Over all, the results showed that about 21 percent of lawyers qualify as problem drinkers, while 28 percent struggle with mild or more serious depression and 19 percent struggle with anxiety. Only 3,419 lawyers answered questions about drug use, and that itself is telling, said Patrick Krill, the study’s lead author and also a lawyer. “It’s left to speculation what motivated 75 percent of attorneys to skip over the section on drug use as if it wasn’t there.”
In Mr. Krill’s opinion, they were afraid to answer.
Of the lawyers that did answer those questions, 5.6 percent used cocaine, crack and stimulants; 5.6 percent used opioids; 10.2 percent used marijuana and hash; and nearly 16 percent used sedatives. Eighty-five percent of all the lawyers surveyed had used alcohol in the previous year. (For comparison sake, about 65 percent of the general population drinks alcohol.)
Nearly 21 percent of the lawyers that said they had used drugs in the previous year reported “intermediate” concern about their drug use. Three percent had “severe” concerns.

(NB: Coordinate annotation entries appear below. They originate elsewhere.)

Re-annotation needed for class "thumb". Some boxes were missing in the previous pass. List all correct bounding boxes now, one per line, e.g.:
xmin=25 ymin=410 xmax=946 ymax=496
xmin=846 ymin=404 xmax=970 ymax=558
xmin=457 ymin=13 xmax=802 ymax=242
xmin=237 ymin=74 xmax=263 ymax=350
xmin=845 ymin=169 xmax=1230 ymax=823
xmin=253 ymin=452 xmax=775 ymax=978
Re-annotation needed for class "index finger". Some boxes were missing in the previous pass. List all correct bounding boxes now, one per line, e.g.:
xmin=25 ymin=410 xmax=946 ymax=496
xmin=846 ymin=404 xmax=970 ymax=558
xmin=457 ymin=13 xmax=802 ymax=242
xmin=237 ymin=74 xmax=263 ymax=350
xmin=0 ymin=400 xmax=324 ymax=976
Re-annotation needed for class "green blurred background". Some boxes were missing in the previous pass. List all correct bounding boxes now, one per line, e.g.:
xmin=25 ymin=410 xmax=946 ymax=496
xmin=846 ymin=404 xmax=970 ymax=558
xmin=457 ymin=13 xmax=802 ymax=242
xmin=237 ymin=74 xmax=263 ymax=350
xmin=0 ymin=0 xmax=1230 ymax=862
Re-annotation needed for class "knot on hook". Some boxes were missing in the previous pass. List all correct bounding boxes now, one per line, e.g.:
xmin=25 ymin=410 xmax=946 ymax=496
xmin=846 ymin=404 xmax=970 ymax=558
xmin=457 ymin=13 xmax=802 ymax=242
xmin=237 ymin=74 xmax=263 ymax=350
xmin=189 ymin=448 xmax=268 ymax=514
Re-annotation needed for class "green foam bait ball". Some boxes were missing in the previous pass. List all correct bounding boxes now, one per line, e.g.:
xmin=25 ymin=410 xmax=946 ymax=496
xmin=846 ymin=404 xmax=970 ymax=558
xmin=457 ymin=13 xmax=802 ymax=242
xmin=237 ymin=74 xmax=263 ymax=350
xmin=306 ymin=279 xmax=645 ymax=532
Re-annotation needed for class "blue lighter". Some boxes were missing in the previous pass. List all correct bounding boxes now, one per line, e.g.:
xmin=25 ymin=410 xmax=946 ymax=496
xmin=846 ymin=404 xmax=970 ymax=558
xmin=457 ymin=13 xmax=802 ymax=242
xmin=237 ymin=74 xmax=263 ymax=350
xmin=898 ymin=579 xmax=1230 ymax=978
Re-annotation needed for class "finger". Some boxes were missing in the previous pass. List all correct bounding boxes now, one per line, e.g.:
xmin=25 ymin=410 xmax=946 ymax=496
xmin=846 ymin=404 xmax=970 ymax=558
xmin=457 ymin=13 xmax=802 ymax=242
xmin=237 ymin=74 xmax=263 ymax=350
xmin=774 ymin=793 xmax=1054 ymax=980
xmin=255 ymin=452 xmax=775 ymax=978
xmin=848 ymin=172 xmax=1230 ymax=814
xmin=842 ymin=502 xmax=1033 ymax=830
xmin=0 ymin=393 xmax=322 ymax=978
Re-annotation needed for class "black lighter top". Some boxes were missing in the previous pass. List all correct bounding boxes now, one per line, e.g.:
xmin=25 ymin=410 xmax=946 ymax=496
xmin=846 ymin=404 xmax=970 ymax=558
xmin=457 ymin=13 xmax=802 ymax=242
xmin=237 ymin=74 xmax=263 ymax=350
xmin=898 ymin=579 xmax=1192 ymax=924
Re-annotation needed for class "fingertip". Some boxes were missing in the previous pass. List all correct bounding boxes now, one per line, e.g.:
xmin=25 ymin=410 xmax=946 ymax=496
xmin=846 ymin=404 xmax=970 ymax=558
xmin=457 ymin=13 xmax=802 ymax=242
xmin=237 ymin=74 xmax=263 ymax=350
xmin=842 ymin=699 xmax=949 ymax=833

The results can be interpreted two ways, said Mr. Krill, who is also a licensed drug and alcohol counselor and whose consulting firm, Krill Strategies, works with law firms on drug abuse and mental health issues. “One is that a significantly smaller percentage of attorneys in the study are using drugs as compared to alcohol. We don’t think that’s true.”
“Alcohol is legal,” Mr. Krill said, not to mention socially acceptable. “So admitting you drink too much is not directly at odds with your role as a licensed attorney.”